CoreDNS pods are in a CrashLoopBackOff state due to an OOMKilled error
search cancel

CoreDNS pods are in a CrashLoopBackOff state due to an OOMKilled error

book

Article ID: 421757

calendar_today

Updated On:

Products

VMware vSphere Kubernetes Service

Issue/Introduction

  • CoreDNS pods are scheduled on 2 specific worker nodes.
  • No memory pressure is observed on the nodes themselves.

Environment

vSphere Kubernetes Service

Cause

The high resource utilization during the CoreDNS pod's initialization significantly exceeds the standard operational baselines. 

Resolution

Scale down and scale up the replicas of the CoreDNS deployment using the following commands:  

  • Scale down: kubectl scale deployment coredns -n kube-system --replicas=0
  • Scale up: kubectl scale deployment coredns -n kube-system --replicas=2

Note: A rollout restart can hang if new Pods fail to pass readiness probes, as the Deployment Controller will not terminate old Pods until replacements are healthy.

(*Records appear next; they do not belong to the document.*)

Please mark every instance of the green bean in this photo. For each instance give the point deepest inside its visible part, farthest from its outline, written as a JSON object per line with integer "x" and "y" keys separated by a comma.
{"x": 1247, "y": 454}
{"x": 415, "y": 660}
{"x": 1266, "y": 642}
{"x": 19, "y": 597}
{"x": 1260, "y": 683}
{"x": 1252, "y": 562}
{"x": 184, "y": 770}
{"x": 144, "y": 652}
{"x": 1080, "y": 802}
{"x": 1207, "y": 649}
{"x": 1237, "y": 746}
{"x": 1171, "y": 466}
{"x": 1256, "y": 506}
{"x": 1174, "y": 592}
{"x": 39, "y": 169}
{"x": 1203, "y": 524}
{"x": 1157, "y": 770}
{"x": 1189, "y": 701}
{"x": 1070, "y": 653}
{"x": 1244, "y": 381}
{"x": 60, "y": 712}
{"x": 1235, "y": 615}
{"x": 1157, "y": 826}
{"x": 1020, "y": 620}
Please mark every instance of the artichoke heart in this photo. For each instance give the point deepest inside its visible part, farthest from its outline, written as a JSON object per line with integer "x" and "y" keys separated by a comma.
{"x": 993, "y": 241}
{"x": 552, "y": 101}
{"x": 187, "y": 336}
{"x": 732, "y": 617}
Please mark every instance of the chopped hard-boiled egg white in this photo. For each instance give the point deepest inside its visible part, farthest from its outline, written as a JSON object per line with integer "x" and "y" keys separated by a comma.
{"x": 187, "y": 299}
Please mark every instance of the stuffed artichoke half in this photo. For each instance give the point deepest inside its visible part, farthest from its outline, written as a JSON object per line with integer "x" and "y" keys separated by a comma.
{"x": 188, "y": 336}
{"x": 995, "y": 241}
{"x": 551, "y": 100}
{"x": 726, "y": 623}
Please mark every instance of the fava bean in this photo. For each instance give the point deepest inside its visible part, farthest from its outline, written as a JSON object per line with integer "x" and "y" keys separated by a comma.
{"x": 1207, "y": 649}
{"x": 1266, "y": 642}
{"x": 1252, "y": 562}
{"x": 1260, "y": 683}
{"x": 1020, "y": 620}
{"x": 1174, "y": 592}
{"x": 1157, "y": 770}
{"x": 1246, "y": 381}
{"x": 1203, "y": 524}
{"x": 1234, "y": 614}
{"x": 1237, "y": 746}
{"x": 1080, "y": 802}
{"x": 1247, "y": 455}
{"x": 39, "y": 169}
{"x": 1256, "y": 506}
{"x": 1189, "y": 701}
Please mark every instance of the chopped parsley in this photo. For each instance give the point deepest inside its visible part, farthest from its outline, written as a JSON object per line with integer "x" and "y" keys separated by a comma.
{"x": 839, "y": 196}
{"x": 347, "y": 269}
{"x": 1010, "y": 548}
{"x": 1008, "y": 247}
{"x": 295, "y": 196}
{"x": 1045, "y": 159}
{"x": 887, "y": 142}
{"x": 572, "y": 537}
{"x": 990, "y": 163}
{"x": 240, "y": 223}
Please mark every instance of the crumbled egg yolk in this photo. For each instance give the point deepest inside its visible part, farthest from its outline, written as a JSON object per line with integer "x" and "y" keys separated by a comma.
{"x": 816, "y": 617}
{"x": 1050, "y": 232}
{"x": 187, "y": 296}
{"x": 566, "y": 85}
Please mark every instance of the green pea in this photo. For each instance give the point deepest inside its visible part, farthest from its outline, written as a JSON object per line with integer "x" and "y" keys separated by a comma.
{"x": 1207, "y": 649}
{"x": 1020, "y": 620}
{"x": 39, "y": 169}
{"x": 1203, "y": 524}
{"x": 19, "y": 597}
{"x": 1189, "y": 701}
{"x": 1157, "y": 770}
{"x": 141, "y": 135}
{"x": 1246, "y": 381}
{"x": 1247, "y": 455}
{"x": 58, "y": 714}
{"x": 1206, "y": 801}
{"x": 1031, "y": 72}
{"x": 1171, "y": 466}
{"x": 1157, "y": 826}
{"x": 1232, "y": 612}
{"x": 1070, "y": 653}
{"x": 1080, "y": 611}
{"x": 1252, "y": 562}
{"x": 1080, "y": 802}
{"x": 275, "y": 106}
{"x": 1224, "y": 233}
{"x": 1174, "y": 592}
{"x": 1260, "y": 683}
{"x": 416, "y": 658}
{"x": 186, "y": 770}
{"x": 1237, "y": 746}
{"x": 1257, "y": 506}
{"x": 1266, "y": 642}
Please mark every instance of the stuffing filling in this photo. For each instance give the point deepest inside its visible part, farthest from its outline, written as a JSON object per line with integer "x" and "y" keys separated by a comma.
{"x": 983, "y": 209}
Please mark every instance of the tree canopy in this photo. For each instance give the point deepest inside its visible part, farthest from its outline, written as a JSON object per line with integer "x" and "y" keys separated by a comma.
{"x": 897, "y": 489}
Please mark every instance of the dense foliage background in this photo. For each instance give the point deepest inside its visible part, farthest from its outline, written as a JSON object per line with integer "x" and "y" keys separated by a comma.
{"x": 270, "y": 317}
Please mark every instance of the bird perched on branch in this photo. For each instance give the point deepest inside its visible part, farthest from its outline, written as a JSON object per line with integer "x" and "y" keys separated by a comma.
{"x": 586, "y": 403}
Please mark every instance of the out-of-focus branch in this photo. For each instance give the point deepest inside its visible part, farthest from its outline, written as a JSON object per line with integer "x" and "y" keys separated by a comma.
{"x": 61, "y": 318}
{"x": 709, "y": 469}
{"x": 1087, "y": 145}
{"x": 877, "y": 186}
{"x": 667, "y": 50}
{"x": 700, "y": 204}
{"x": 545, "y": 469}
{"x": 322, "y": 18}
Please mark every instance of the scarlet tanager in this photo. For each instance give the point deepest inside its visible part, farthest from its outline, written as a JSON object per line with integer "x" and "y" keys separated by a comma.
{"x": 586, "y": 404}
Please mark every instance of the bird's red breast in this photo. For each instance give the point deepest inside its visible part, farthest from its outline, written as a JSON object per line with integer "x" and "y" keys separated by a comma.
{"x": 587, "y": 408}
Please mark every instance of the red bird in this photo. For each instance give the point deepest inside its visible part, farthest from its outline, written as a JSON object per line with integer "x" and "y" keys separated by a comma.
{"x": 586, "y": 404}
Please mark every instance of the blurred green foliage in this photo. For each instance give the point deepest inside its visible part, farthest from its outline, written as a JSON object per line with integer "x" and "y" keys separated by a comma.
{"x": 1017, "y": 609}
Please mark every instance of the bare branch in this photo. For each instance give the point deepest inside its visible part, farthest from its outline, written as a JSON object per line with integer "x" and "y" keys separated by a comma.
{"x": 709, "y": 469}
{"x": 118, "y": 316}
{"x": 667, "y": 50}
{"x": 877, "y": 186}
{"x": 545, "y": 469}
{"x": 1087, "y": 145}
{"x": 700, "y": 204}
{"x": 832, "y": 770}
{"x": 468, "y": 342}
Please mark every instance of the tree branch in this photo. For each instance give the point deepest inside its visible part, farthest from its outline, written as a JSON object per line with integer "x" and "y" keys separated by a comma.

If the rollout is stuck due to configuration errors (like invalid images), scaling the deployment to zero and then back up can force a clean slate. However, be aware that this causes temporary downtime. 

Additional Information

  • By default, the CoreDNS corefile does not have the log directive enabled, so CoreDNS will not show DNS queries. 
  • To debug OOM issues, logging can be enabled after editing the CoreDNS ConfigMap
  • Edit the CoreDNS ConfigMap: kubectl -n kube-system edit configmap coredns

    Inside the Corefile block, add the keyword 'log' after this line:
    .:53 {

    So it becomes:
     .:53 {
          log
          errors
          health { lameduck 5s }
          ready
          ...
    }